True to form, after the first blow, Scopius had stayed back and let his thugs take the brunt of the fighting. As the second man passed into unconsciousness, Rufinus had looked up, gripping his painful side, blood swimming in his eyes, his ear burning and leg wobbling, threatening to give way, only to see the back of the retreating Scopius as the man escaped the scene entirely unharmed.

Exhausted, Rufinus had collapsed and passed out, gratefully. When he came to, a jovial little guardsman with a slight Greek accent had been crouching over him, a look of concern on his face. His new room-mate, Icarion, had come back from his training session to find the three unconscious guards lying on the floor outside his room. He’d been wondering what to do about them when Mercator had arrived, having finished his tasks early, to fetch Rufinus to the bath, and the pair had brought him slowly and painfully around.

The guards’ medicus had given them an appropriately sceptical and despairing look as they explained how the wounded Rufinus had been thrown from his horse. The medic had raised an eyebrow as he lifted the tunic and examined the red and purple ribcage, and had asked ‘how many times?’

The man had shown little surprise when, while finishing off tending Rufinus and salving his wounds, two more guardsmen had been shown in, one of whom was still unconscious and being stretchered. The other had fixed Rufinus with a baleful glare.

Revenge would come soon enough, when Rufinus could think of how best to accomplish it. Where the bruised thugs were today, he didn’t know, but for certain they had better duties than he. Icarion – only the second Praetorian to appear on the list of men Rufinus actually trusted – was back near the chariot, alongside Mercator.

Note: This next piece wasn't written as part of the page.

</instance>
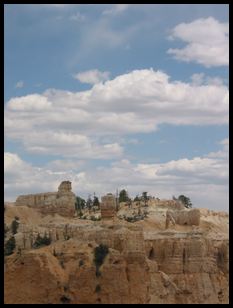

Clearly, despite the small number of free bunks, Rufinus had been lucky in his assignment – or more likely Mercator had contrived to provide him with the best possible situation. Icarion hailed from Thessalonica. The son of a wealthy silk importer, he had tired of the mercantile life within half a year and signed on to the Fourth Scythica Legion, posted to Zeugma, on the Parthian border. There, he had fought in the campaigns of Lucius Verus, the former husband of Lucilla, winning great renown and honour during the sack of Ctesiphon. Along with the torc and phalera he had received, he also carried a locket on a chain around his neck that contained a piece of the Parthian royal palace he’d carved off with his gladius.

Though small and reedy, Icarion had proved to possess a steely strength that few would expect, an iron will, and a speed that would make him a dangerous opponent. These powerful soldierly qualities, however, were wrapped up tight in a pleasant, engaging personality that displayed a genuine love of life. Icarion was infectious. Just being in the room with him improved a man’s mood.

But that was no help today, with the Greek out of sight back among those with the honour of protecting the emperor himself.

A shout went up from an officer somewhere to the rear and was echoed along the line by every centurion, decurion and optio, every soldier in the column snapping to attention. The noise was like the roaring of the sea.

A carriage rolled to a halt a few paces from the column and the door opened before the wheels were even stationary. Commodus took two steps down and then lightly dropped the last three feet to the turf and stretched.

His armour was almost laughable from a military point of view. The great, burnished, golden breastplate, embossed with a complex image of Hercules struggling with the Lernaean hydra, would hardly stop a sharp stick, let alone a sword. Still, the purpose of the armour was not to protect the emperor, but to impress the crowd, something it would do with gusto. The leather strips that hung in twin rows from shoulders and waist, were brilliant white, bordered with imperial purple and with fringes of the same colour. The emperor’s cloak was a deep Tyrian purple, embroidered in gold with designs of Hercules’ other eleven tasks. The cloak alone would cost five years’ wages for the average soldier.